Alexander Mehler


Prof. Dr. Alexander Mehler studied Information Science and Slavic Studies at the University of Regensburg as well as Computational Linguistics and Economics / Information Systems at Trier University where he graduated in computational linguistics in 1995. From 1994 to 1998 he was project leader and head of the research and development department of the Gesellschaft für Wirtschaftsberatung und Informatik (GWI). In November 2000 he got his PhD in computational linguistics. His thesis Text Meaning - procedural analysis and representation of structural similarities of texts was awarded a prize by the Circle of Friends of Trier University (incorporated society) in 2001. From 1998 to 2001 he worked as a scientific assistant (at) and from 2001 to 2004 as a scientific assistant (C1) in the Department of Computational Linguistics at Trier University. In winter term 2003/2004 and 2004/2005 he was visiting professor at Karl-Franzens-University Graz, Austria. From April 2004 to August 2008 he was assistant professor (Juniorprofessor) for Text Technology at Bielefeld University. Since September 2008, Alexander Mehler has been the head of the Competence Center Computing in the Humanities at Goethe-University Frankfurt am Main. In March 2009, Alexander Mehler got a call by the Bielefeld University to a professorship (W2) in Text Technology / Applied Computational Linguistic, Faculty of Technology, which he accepted in July 2009.

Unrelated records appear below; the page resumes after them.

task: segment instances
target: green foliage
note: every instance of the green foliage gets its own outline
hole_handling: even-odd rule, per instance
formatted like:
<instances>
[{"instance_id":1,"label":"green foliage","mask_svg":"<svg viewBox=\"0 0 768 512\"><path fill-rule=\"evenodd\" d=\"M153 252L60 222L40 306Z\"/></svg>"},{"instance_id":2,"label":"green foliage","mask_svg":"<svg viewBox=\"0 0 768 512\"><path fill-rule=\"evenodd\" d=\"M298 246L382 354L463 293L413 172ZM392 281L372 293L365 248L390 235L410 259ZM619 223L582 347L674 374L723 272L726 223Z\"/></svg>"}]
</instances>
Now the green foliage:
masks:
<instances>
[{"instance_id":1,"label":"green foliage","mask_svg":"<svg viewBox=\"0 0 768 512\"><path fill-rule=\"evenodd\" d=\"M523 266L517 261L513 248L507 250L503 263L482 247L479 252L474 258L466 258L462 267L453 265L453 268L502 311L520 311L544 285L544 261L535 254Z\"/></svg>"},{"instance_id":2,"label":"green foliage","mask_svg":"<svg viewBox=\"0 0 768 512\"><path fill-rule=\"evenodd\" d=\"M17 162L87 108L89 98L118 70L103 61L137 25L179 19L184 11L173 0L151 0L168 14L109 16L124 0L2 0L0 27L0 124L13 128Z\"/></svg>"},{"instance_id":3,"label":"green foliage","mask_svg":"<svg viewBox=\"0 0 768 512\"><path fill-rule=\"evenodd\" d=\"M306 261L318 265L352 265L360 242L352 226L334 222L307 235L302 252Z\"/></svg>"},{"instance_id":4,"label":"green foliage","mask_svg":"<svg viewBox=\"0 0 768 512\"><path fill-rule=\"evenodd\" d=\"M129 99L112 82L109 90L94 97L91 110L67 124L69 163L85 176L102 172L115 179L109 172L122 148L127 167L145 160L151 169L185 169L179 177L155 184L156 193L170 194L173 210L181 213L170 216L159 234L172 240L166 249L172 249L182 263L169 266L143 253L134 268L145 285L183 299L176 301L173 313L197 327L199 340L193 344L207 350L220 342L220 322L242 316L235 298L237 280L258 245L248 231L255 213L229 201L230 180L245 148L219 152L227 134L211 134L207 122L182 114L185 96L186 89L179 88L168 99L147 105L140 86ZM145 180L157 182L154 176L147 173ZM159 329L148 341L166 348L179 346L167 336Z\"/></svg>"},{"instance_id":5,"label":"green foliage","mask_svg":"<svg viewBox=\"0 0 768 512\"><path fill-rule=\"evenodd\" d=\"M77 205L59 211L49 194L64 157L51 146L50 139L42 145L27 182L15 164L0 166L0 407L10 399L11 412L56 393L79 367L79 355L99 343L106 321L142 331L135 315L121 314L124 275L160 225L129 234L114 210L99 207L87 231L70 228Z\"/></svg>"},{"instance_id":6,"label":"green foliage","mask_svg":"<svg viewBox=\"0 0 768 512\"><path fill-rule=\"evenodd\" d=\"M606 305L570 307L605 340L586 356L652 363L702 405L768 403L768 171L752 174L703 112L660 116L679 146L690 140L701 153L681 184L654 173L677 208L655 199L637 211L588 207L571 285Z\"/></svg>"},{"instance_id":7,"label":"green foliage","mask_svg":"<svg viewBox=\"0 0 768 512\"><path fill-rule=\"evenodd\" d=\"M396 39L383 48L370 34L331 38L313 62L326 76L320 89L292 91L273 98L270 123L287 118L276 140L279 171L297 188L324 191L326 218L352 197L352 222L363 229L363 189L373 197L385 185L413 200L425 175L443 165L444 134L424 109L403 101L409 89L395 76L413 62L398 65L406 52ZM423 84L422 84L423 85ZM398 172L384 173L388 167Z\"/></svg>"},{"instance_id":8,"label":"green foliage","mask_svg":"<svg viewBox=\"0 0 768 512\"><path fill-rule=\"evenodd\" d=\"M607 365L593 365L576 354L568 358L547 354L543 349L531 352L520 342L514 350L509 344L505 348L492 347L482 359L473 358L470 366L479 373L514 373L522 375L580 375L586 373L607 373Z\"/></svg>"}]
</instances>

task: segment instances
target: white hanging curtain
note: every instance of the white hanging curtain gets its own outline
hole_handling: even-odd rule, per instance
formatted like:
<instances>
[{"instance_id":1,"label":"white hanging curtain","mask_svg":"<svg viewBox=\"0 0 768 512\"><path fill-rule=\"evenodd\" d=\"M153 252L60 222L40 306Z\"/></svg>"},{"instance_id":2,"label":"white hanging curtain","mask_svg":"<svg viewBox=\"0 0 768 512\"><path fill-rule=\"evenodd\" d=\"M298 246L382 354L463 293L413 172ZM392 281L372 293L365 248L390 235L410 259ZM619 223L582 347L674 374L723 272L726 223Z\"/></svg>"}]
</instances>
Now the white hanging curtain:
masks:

Alexander Mehler is a member of several scientific associations. He belongs to the executive committee of the German Society for Computational Linguistics & Language Technology where he heads the research group Quantitative Corpus Linguistics. He was head of the research group Computational Semiotics of the Deutsche Gesellschaft für Semiotik. Further, he is a member of the Gesellschaft für Kognitionswissenschaft, of the Association for Computational Linguistics and of the Gesellschaft für Informatik. Alexander Mehler has more than 100 peer reviewed publications in the field of computer science, computational linguistics, text technology and media science. Since 2004 he has been editor of the Journal for Language Technology and Computational Linguistics (formerly called LDV Forum) and reviewer of scientific journals and book series in the field of computational linguistics. His research interests include text technology, text & web mining, complex network theory, multimodal systems modeling, multiagent simulations of cognitive systems as well as quantitative semantics.